Sumi Perera, “ROOTS”, serie di ritratti, tecnica mista, iniziati nel 2020. Photo credit: Sumi Perera.

L’idea del transeunte dagli innumerevoli livelli che cambiano è anche il tratto saliente di ROOTS, una serie di ritratti dell’artista e dei suoi familiari incorniciati, riprodotti in scala, cuciti, “riconfigurati e ricostruiti, un palinsesto che si disintegra all’interno del sovrastruttura soverchiante di una narrativa multistrato”[4]. In “Roots”, viene a galla tutta la ricchezza dell’eredità socioculturale di Perera, un’artista proveniente dallo Sri Lanka che vive in Inghilterra da molti anni, la cui sensibilità originaria è stata parzialmente cancellata e rimodellata per incasellarsi in un modo di vedere e vivere europeo, causato anche dalla colonizzazione portoghese, olandese e inglese del suo Paese natale.

Sumi Perera, “ROOTS”, serie di ritratti, tecnica mista, iniziati nel 2020. Photo credit: Sumi Perera.

Ogni volto (per ora un totale di 2 + 14 opere) ha un recto e un verso e la cornice diventa parte integrante dell’opera, il concetto principe stesso della serie. Capite bene che un’elaborazione talmente viscerale e composita evidenzia, nella pratica dell’artista, il primato del processo, dove ci si può anche ferocemente perdere, sul risultato, aspetto di cui lei stessa ha parlato in maniera completa e fiammeggiante durante un intervento presso Hansard Studio.

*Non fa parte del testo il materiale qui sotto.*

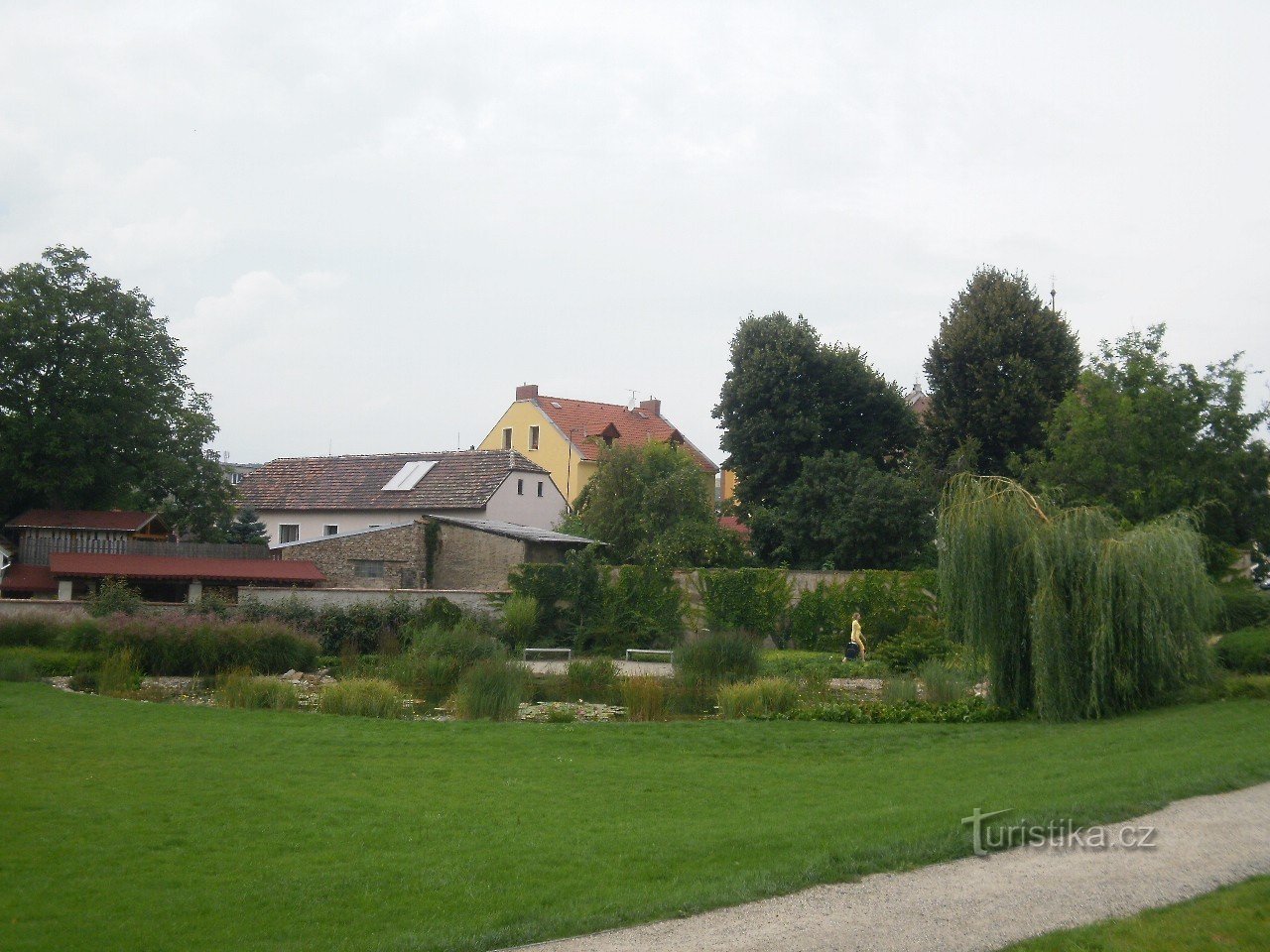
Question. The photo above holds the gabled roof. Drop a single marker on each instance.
(181, 569)
(109, 521)
(585, 422)
(460, 480)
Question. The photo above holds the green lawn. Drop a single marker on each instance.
(153, 826)
(1233, 919)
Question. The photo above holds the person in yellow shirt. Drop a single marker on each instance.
(855, 647)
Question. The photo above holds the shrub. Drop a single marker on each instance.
(757, 698)
(245, 689)
(944, 683)
(119, 673)
(492, 689)
(363, 697)
(113, 597)
(922, 640)
(1246, 651)
(593, 679)
(717, 657)
(644, 698)
(754, 601)
(520, 619)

Perera, oltre a ripercorrere gran parte della sua carriera attraverso il suoi lavori, racconta proprio dell’iter del suo fare, di quanto sia vitale e importantissimo per un’arte che ingloba tutto: la ricerca, la sua vita, il fare fisico, gli sguardi (anche colonialisti e maschili), la stoffa, la sperimentazione, la migrazione, il viaggio e la stampa. Nelle sue opere c’è la completezza dell’essere umano Sumi, che attraverso le scienze che padroneggia, guarda il fuori, creando un mondo intero senza tradire la realtà o la sua personalità intergalattica. Usa il tempo e lo moltiplica, senza curarsi della sua misura. Verrebbe da dire che meno si cruccia del risultato e più le riesce quello che fa, che “regge” ed esiste con o senza spiegazioni altrui, più o meno articolate.

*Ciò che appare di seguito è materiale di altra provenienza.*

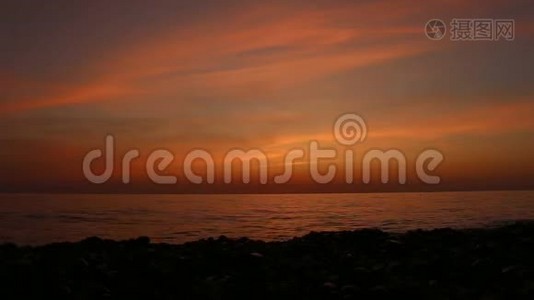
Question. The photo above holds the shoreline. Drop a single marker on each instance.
(494, 262)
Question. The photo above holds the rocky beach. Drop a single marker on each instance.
(491, 263)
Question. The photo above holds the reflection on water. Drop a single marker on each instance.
(38, 219)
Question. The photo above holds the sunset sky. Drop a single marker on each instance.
(271, 75)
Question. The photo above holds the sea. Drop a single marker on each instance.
(36, 219)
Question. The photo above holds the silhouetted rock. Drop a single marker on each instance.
(496, 263)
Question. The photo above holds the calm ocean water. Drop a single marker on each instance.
(38, 219)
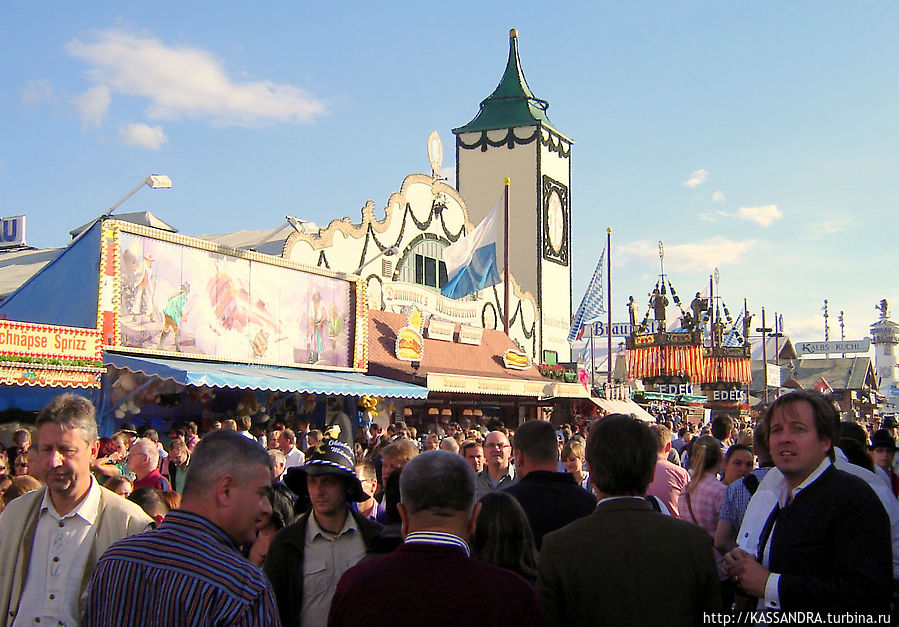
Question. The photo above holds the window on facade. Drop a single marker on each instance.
(429, 271)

Sumi Perera, “ROOTS”, serie di ritratti, tecnica mista, iniziati nel 2020. Photo credit: Sumi Perera.

Se non si trattasse di lei probabilmente troverei questa pervasiva attenzione al processo qualcosa di esagerato, un atteggiamento giusto un filo parac*lo, mentre non lo è. Anzi, la trovo una posizione totemicamente politica. Prendersi il tempo per fare, costruire un linguaggio, questionare la propria provenienza/identità e i relativi pregiudizi ad essa legati, senza guardare al risultato e alla produttività è qualcosa che ha in sé la quintessenza della rivoluzione. Tutto questo in un mondo in cui ogni cosa può o deve essere migliorata, confrontata, nei minuti del “mai abbastanza” e dell’acume della volgarità, cioè la fretta. Pisanello forse l’avrebbe applaudita insieme ai levrieri? Di certo entrambi gli artisti, da un secolo ad un altro, non sprecano tempo a fissare le meridiane o i meridiani, se non per farne disegni multipli e intrecciare galassie di senso personale.

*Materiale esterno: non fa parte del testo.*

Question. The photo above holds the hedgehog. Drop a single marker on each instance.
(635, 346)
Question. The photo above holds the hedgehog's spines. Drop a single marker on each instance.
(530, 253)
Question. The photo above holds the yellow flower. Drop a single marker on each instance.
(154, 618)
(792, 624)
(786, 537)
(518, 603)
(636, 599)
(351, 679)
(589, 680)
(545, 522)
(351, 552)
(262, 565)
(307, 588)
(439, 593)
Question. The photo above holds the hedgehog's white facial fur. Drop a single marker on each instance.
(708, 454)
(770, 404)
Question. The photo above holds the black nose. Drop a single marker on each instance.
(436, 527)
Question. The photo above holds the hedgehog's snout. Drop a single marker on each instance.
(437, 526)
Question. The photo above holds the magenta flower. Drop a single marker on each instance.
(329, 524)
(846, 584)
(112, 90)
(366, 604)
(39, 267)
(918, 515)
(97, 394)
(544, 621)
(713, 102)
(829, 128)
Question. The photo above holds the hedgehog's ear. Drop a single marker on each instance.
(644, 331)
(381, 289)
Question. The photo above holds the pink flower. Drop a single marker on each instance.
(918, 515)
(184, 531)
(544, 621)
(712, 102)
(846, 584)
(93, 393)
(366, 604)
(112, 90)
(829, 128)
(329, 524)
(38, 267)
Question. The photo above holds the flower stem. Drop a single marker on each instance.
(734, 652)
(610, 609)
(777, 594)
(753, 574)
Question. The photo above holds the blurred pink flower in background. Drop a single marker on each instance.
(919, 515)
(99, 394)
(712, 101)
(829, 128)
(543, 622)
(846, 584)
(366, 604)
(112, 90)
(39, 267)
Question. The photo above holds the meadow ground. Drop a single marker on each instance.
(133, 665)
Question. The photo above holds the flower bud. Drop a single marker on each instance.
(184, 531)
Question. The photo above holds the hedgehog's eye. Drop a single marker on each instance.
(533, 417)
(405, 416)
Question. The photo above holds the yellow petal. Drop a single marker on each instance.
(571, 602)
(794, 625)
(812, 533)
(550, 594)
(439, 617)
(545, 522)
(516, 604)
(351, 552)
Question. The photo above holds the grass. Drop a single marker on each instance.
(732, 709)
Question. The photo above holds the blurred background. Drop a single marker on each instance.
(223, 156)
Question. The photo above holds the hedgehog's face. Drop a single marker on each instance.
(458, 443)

“Chissà come avranno fatto gli Etruschi a realizzare qui gioielli meravigliosi con degli strumenti che ai nostri occhi non paiono affatto evoluti?” Forse con un coltello alla gola, ma sicuramente senza guardare l’orologio.

Note
[1] Termine attribuito da me ora, a posteriori. Parola che ha non solo un significato ma una storia interessante, di cui qui se ne trova parte del viaggio, passando da Arbasino e Baldassarre Castiglione, pace all’anime loro.
[2]A tal proposito, sul concentrare il nostro sguardo sull’esterno più che sull’interno, ricordiamo sempre la massima di un mio mito personale, Amanda Lear, quando in un’intervista pronunciò la storica frase, da me citata in continuazione e spesso a sproposito: “A cosa serve essere belli dentro se dentro non ci va nesuno!?”
[3]Tutte le immagini presenti nell’articolo sono tratte dall’account Instagram dell’artista.
[4]Parole dell’artista stessa che descrive questa sua serie di opere.